In 2015, Valley Children’s engagement survey showed a low score on the driver “My unit or department has enough staff.” In response, and as part of their 10-year strategic plan between 2015 and 2016, Valley Children’s’ increased staffing levels across the organization. Leaders believed this would help with staff engagement—especially the driver “my unit or department has enough staff.”
But that didn’t happen. In the 2016 engagement survey, that driver had fallen, despite adding FTEs. These results surprised leaders. So, to understand what was behind staff perceptions staffing levels, they turned to their frontline leaders.
Valley Children’s director of workforce engagement and development revamped an existing monthly leadership meeting. They shifted the agenda from mostly didactic presentations to a working session on addressing staffing-related distress. Participants included charge nurses, managers, and directors.

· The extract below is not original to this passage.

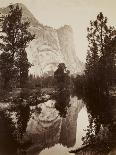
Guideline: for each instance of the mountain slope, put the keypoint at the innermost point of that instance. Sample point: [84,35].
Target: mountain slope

To run this exercise, participants were split into small working groups. From there, they used the discussion prompt “When was the last time your unit felt under-staffed?” to open the conversation. Participants identified specific times when their unit felt understaffed and shared their stories in their small groups. While doing this, the facilitator asked participants to discuss the staffing details that day, such as: What was patient census? The skill mix that day? Did anyone call out sick?
This helped the group assess if their unit or care site was truly understaffed—and warm-up for the next step: root-cause analysis.